During a media briefing on February 26, Dr. Nancy Messonnier, director of the Center for the National Center for Immunization and Respiratory Diseases (NCIRD), CDC, said, “I am frustrated like I know many of you are that we have had issues with our test. I want to assure you that we are working to modify the kit and hope to send out a new version to state and local jurisdictions soon.”

New rules will allow any American to be tested

Meanwhile, Vice President Mike Pence says the CDC will issue new guidance to healthcare providers making clear that any American can be tested for the virus subject to a doctor’s orders.

Pence said he wanted to end any confusion after some state leaders said they were being told from some laboratory workers that the only people who could be tested for the virus were those more than mildly symptomatic.

The Trump administration also said on March 2 that nearly a million tests could be administered for the coronavirus in the US by the end of this week.

Vice President Mike Pence (center), along with experts from CDC, NIAID, and US FDA Commissioner Stephen Hahn (last on the right), speaks to reporters on March 2 in Washington
(AP Photo/Manuel Balce Ceneta)

Food and Drug Administration Commissioner Steven Hahn said during the media briefing that till now, the US testing capacity was only between 75,000 and 100,000. 

“On Saturday (February 29), we issued a new policy allowing us some regulatory flexibility around the development of these tests. So, academic centers, private companies can develop these tests, tell us that they have validated those tests and then begin to use them.
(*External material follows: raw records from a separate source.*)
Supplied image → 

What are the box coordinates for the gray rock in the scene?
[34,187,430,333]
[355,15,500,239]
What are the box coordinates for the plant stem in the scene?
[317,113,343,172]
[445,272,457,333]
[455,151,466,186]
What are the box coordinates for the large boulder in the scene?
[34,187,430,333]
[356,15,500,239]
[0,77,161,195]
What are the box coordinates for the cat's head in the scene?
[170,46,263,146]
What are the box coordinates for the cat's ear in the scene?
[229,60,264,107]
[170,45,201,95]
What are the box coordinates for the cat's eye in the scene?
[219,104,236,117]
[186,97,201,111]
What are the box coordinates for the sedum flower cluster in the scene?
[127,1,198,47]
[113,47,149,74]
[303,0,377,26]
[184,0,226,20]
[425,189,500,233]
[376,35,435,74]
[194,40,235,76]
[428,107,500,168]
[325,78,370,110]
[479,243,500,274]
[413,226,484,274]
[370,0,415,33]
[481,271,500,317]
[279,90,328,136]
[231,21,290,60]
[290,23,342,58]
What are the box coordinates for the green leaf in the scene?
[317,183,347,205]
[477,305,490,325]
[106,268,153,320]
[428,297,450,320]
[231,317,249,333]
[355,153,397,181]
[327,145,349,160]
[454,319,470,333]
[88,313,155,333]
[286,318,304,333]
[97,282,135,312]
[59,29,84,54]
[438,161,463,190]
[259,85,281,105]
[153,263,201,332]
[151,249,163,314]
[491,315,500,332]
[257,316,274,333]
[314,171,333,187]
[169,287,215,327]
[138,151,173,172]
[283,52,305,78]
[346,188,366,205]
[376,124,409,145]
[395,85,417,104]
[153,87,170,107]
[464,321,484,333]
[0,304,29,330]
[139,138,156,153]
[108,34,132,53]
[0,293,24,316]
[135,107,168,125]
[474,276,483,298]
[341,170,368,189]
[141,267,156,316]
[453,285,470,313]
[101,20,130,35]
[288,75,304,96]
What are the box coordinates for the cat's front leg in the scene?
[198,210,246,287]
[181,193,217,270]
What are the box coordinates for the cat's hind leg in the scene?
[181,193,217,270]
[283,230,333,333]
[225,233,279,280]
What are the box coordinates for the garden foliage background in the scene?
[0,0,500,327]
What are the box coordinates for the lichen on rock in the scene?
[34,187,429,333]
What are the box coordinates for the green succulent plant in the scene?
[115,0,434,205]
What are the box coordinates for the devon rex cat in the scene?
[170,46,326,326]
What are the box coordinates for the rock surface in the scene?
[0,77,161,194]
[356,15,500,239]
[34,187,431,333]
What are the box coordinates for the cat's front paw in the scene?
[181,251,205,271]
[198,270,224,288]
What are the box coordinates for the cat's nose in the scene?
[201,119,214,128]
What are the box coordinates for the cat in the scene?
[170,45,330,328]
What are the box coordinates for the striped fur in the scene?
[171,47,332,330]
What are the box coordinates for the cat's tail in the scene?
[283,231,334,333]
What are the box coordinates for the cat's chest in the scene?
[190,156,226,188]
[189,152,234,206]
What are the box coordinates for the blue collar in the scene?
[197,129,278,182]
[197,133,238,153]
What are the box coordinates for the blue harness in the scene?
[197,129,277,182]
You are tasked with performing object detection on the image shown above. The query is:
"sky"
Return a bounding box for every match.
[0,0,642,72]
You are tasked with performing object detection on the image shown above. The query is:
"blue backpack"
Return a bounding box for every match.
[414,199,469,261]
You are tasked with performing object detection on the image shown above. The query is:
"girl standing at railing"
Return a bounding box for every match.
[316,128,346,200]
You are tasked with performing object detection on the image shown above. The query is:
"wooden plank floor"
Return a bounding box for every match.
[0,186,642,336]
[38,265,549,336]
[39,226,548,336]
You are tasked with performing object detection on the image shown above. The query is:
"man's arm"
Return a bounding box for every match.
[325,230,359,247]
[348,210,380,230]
They alert us of that and then within 15 days, we can look at the validation data. With this new policy, we have heard from multiple companies and multiple academic centers. We expect to have a substantial increase in the number of tests this week, next week and throughout the month. The estimates we are getting from the industry right now is that by the end of this week, close to a million tests will be able to be performed,” said Dr. Hahn.

However, some companies developing tests say their products are still weeks away from approval, reports the New York Times. The article states that even if a million test kits were available, public health laboratories say they would not be able to process nearly that many within a week.